Na argumentação, vale relacionar clima com desigualdade. Comunidades mais vulneráveis costumam ter menos infraestrutura para enfrentar secas, enchentes e ondas de calor. Por isso, uma proposta de intervenção coerente pode incluir fortalecimento da gestão municipal de riscos, apoio à agricultura resiliente, incentivo a tecnologias limpas e educação ambiental. Tudo isso deve respeitar os direitos humanos, como pede o modelo de redação do ENEM.

Erros mais comuns

  • Usar termos técnicos sem explicar, como citar “mitigação” sem dizer que se trata de reduzir emissões.
  • Focar só na ciência ou só na política, quando a prova pede articulação entre conhecimento, sociedade e cidadania.
  • Confundir COP com Acordo de Paris: a COP é a conferência anual; o Acordo de Paris é o tratado firmado no âmbito da UNFCCC.
  • Propor soluções vagas, como “conscientizar a população”, sem indicar quem faz o quê e como isso acontece.
  • Ignorar o impacto social do problema climático, que é um erro comum em redações mais genéricas.

Como estudar melhor

Para memorizar o conteúdo, use estratégias com base em teorias conhecidas. A aprendizagem significativa, proposta por David Ausubel, defende que o novo conhecimento fixa melhor quando se conecta a ideias que você já domina. Em outras palavras: ligue COP, Acordo de Paris, mitigação e adaptação a exemplos que você já viu em aula ou em notícias de contexto amplo.
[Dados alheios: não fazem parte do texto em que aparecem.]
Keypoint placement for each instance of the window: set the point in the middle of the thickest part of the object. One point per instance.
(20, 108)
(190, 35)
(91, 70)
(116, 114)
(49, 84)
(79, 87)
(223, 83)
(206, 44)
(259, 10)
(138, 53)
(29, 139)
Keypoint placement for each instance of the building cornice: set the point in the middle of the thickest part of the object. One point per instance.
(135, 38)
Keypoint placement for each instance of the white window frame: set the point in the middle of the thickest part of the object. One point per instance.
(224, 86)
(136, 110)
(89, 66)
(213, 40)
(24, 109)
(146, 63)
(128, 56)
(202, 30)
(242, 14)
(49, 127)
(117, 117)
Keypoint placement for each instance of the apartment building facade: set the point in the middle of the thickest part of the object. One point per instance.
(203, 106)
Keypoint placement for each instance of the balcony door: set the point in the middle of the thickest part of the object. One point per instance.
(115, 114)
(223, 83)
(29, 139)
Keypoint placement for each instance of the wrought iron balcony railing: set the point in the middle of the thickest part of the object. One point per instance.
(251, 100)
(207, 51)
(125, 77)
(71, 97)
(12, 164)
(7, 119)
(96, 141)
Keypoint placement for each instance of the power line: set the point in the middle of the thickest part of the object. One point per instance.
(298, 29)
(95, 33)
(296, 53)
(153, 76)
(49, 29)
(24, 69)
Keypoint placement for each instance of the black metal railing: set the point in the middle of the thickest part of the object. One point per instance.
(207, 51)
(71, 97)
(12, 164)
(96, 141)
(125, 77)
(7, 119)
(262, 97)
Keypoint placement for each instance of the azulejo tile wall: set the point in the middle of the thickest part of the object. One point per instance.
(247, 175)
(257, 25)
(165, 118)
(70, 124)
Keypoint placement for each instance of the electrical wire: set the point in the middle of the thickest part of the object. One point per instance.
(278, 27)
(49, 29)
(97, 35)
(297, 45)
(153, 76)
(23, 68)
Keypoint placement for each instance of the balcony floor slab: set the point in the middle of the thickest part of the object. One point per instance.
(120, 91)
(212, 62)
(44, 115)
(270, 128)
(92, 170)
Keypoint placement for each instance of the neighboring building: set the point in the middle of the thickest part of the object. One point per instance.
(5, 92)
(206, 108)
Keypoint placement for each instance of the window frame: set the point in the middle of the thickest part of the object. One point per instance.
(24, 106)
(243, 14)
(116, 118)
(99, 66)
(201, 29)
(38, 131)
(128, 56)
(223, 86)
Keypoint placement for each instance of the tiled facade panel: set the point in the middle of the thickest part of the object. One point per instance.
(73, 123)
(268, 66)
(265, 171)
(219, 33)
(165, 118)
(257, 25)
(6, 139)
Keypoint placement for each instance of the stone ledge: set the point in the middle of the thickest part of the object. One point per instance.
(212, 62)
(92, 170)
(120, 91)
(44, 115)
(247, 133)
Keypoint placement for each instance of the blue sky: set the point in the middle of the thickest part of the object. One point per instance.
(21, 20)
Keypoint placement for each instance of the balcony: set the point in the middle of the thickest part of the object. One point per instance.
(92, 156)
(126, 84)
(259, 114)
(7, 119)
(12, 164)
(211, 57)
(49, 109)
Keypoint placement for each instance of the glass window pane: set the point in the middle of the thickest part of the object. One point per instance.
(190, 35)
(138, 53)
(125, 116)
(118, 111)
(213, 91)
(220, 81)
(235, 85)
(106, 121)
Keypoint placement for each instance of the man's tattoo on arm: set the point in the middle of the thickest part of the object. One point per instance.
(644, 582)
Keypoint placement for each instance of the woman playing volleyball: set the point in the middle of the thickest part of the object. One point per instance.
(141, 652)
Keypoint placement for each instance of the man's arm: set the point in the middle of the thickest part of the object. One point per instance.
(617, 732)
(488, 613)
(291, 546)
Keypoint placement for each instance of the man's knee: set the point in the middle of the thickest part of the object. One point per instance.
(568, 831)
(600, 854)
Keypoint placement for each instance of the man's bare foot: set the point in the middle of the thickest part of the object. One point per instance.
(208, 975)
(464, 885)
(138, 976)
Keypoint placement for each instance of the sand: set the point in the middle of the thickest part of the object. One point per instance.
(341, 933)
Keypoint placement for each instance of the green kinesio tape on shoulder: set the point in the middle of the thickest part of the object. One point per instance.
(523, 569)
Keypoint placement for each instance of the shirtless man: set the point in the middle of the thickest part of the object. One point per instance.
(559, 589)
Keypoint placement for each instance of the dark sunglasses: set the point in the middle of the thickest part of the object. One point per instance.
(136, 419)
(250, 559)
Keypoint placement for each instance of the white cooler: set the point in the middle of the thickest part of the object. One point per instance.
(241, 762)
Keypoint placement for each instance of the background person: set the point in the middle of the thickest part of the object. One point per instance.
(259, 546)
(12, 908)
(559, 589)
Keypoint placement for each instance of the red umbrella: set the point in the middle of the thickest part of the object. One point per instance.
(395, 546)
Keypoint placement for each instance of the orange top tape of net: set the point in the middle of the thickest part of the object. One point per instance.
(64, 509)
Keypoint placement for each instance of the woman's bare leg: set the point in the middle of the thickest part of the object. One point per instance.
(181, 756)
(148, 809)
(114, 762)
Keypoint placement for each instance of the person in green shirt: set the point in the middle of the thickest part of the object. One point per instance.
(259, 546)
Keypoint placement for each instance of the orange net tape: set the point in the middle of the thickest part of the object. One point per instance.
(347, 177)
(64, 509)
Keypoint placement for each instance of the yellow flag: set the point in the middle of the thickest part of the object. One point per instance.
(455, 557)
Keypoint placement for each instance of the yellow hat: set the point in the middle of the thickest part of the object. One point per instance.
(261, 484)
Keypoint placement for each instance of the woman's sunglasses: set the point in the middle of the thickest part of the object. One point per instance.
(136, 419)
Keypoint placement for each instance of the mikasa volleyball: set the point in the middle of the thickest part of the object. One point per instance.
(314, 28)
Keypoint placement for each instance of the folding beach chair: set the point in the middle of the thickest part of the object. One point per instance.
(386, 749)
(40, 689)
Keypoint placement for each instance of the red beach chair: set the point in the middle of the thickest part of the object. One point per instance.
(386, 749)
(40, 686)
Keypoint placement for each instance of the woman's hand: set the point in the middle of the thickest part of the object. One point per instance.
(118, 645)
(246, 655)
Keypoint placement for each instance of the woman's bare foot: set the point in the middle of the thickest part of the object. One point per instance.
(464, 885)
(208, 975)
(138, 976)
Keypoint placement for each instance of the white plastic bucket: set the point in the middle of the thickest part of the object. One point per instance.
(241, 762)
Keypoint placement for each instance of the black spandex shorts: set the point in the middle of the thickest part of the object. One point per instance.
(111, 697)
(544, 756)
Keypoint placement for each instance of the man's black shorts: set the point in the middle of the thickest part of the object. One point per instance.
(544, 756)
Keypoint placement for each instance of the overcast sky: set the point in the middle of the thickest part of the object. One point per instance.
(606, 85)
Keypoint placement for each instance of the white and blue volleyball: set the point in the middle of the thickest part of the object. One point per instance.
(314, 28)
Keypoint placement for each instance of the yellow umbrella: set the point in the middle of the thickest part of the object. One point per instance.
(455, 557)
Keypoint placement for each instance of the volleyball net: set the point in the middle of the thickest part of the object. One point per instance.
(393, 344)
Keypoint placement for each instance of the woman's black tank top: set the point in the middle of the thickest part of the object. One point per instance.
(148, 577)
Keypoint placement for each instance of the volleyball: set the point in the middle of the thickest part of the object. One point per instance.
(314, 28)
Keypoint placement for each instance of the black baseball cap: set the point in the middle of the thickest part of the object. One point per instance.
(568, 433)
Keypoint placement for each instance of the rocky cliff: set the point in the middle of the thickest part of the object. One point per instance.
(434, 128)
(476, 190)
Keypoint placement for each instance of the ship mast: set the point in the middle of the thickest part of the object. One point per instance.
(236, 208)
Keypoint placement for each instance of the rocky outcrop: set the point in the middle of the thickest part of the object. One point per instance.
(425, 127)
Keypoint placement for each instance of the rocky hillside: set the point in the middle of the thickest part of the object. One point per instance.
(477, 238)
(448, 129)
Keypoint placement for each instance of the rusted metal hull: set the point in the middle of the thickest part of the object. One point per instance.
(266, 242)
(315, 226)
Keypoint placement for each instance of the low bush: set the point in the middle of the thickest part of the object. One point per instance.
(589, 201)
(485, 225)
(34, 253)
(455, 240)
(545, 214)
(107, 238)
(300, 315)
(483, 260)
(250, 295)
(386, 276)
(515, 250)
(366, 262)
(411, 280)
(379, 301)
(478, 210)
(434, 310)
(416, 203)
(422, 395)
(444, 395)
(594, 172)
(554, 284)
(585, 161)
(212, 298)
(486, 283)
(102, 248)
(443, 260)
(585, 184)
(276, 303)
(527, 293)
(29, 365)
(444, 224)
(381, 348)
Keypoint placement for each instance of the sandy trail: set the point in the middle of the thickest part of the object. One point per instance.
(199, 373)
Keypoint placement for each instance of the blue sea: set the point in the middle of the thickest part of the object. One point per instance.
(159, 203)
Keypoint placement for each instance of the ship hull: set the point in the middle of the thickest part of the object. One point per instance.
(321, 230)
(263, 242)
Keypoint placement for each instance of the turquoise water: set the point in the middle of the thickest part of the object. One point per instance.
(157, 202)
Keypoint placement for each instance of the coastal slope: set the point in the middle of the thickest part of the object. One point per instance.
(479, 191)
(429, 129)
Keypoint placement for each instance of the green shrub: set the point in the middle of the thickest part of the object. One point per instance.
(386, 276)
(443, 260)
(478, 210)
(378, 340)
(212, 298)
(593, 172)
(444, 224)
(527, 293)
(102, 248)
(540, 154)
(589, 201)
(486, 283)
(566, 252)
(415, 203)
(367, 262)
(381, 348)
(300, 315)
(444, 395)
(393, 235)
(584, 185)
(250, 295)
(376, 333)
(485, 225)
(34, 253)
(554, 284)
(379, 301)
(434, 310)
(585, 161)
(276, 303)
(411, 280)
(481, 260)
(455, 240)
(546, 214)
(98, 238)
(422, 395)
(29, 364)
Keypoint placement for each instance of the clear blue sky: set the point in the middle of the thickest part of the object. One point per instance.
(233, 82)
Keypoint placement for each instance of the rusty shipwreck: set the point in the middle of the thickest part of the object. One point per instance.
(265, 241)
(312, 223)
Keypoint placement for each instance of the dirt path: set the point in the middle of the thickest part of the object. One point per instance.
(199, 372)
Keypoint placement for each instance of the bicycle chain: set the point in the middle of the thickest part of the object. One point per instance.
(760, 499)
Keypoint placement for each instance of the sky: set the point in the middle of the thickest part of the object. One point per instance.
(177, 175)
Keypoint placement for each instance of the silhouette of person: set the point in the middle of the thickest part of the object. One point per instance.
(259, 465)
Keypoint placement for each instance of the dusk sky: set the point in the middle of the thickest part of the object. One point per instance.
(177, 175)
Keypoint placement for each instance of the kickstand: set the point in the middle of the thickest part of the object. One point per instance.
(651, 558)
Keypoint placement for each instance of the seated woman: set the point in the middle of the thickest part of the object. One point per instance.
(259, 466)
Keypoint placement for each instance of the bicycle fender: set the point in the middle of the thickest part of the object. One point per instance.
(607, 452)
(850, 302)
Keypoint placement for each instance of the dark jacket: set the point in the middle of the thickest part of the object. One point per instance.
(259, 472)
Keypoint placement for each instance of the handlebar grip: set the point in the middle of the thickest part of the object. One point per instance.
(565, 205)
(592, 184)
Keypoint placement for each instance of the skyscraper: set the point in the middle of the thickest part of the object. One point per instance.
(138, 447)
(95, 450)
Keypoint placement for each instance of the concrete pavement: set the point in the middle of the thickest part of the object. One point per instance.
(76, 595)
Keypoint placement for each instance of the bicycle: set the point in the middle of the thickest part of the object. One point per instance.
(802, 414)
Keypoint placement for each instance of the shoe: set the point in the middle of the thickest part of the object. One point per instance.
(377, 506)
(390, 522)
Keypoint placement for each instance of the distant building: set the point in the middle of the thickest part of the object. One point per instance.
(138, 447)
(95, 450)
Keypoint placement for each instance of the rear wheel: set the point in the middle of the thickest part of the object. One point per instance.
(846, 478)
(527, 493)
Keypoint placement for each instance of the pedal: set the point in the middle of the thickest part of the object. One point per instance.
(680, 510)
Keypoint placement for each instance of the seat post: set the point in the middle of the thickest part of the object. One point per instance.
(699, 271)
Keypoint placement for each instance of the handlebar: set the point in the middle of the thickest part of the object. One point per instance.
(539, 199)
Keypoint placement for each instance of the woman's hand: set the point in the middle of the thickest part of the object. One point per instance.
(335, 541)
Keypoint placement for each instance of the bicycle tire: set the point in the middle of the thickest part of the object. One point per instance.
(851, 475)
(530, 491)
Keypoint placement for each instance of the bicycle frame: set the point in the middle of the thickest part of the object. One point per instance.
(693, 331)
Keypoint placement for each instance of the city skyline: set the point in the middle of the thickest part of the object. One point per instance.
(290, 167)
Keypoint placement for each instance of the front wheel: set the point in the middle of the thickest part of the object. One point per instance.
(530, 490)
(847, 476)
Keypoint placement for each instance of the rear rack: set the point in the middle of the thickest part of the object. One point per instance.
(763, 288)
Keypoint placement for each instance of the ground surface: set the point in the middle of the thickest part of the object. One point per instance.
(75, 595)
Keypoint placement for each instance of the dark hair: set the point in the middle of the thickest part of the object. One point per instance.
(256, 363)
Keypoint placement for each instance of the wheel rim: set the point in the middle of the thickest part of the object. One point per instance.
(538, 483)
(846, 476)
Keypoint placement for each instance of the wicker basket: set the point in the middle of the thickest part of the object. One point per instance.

Você também pode organizar o estudo por níveis. Na taxonomia de Bloom, primeiro você lembra os conceitos, depois entende, aplica, analisa e sintetiza. Isso combina muito com atualidades, porque não basta decorar siglas: é preciso interpretar e usar o tema em redação e questões. Vygotsky também ajuda aqui, já que estudar em grupo pode ampliar sua zona de desenvolvimento proximal e facilitar a resolução de questões mais complexas.

  • Fichas ativas: escreva mitigações, adaptação, NDCs e COP com definição curta e um exemplo aplicado ao Brasil.
  • Revisão espaçada: releia suas anotações em intervalos regulares, em vez de estudar tudo de uma vez.
  • Recuperação ativa: tente explicar o tema sem olhar o material, como se estivesse ensinando outra pessoa.
  • Mapas mentais: conecte COP, decisões, NDCs e impactos em água, agricultura e saúde.
  • Treino com questões: leia gráficos e textos sobre clima e explique a resposta em voz alta.

Fechamento

Dominar o Acordo de Paris e o funcionamento das COPs dá repertório consistente para analisar problemas socioambientais nas provas: você passa a relacionar ciência, políticas públicas e direitos, exatamente o tipo de leitura que o ENEM valoriza. Estude com fichas, pratique redações que integrem mitigação e adaptação e revise com frequência para fixar os conceitos. Quanto mais você enxerga o clima como processo histórico e social, mais fácil fica transformar esse tema em ponto na prova e em argumento forte na redação.